Trusting My Gut

The theme for this week for CB is confidence and trusting himself. There have been several situations where he responded to the posed questions with confidence and with the correct answers. However, when another child joined in and started responding, CB would wait to respond till the other child responded. CB would then second guess his answers and much of the time respond with the other child’s answers, even if the answer was wrong. Olem and I have talked in detail about how much we want to help him gain confidence and to be able to trust that he can accomplish whatever is set forth. Yes, it may take a longer time for CB and it may take more work, but he can do it! I want him to stop second guessing himself.

This got me thinking about how I talk about this topic like it is such an easy thing to do – trust yourself, trust your gut. This is something I have struggled with and continue to struggle with. On certain topics, I can come across as quite assertive and maybe even arrogant. I am argumentative by nature and have to work on toning my assertiveness down. On some topics though, I feel I struggle to get my head around all the options and which one seems to be the best one.
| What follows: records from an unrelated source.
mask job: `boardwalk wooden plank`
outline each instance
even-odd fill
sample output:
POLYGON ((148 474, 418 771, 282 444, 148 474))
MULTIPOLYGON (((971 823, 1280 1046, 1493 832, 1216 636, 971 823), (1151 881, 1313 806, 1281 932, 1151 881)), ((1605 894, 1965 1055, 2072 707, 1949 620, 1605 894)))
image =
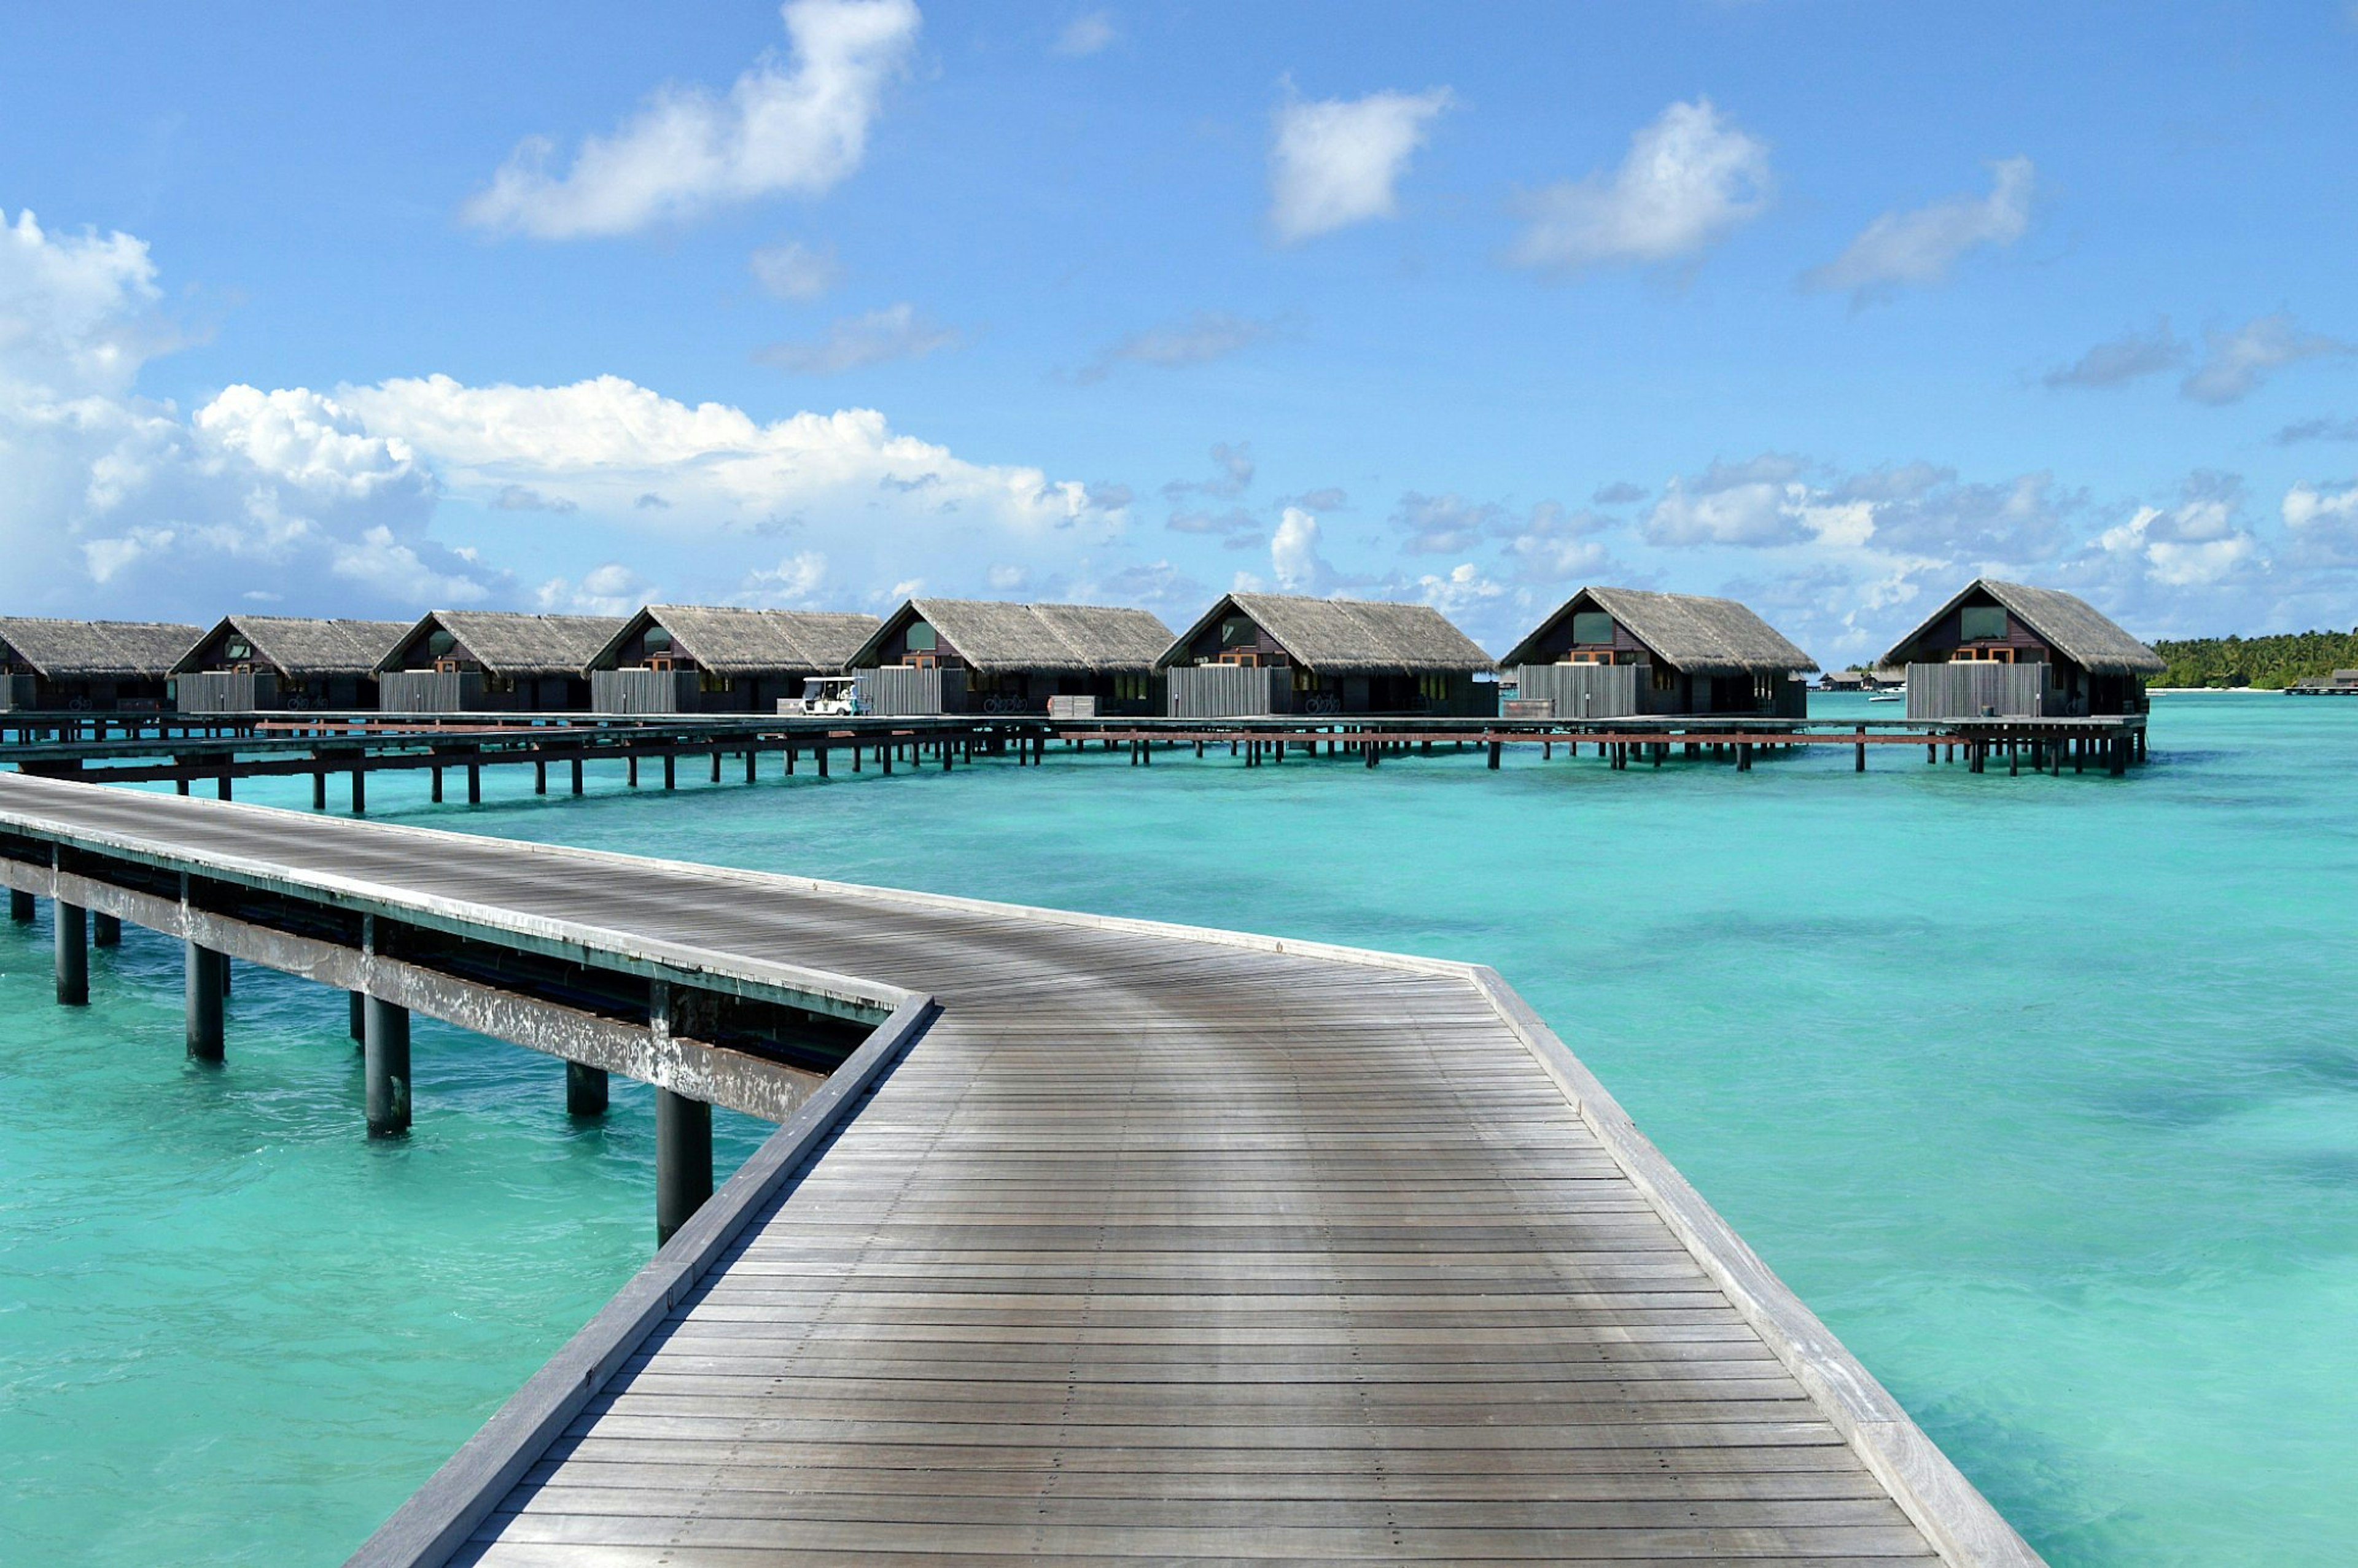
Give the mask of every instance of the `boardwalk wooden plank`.
MULTIPOLYGON (((12 824, 938 1004, 453 1561, 2038 1563, 1487 971, 0 778, 12 824)), ((402 1526, 355 1562, 440 1561, 402 1526)))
I have told myself over and over not to second guess myself so much in those scenarios, but I feel that my ability to really make the best decision was limited.  I just didn’t feel like I was able to really see the bigger picture. I would get lost in all the minutia of the data presented and couldn’t really step back, take in all the data, and make that really high level decision. Now, I am mainly looking back at a very specific time in my life, but I feel I learned a lot about myself during those trials and somewhat tough times. So how does this really relate to CB and his confidence struggles?

I wonder if that is how CB feels but on a daily basis. Maybe he can only process so many variables and on a regular basis, there are just too many variables presented. So he either shuts down, focuses on some other distraction, or choose the only option he can process, which in the scenario I presented above may be to choose the other person’s answer.  Who knows if by focusing on the other person’s answer whether he has even forgotten what the original question was and therefore really doesn’t know the answer. CB does need things broken down step by step. He can follow multi-step requests but only certain ones. Many times, we have to speak slowly and repeat them. If the issue is that he is having to process too much, then the obvious answer is to provide an environment with the least distractions and to not test CB’s capabilities in this type of fashion. It is educational and beneficial to interact in the group setting and I think he can still learn in those scenarios; however, it may not be fair to access his knowledge acquisition in that same setting. So, in some scenarios, maybe it is not an issue of trusting his gut. Maybe, he is losing sight of what his gut is telling him before his gut has a chance to speak. And for many others, there is the issue of CB learning how to listen to his gut and to trust it. We will continue to provide more options for CB to be independent and feel success in his capabilities. And we will continue to try to understand where CB is coming from and to try to meet him at his level and to find new and different ways to help CB learn and grow.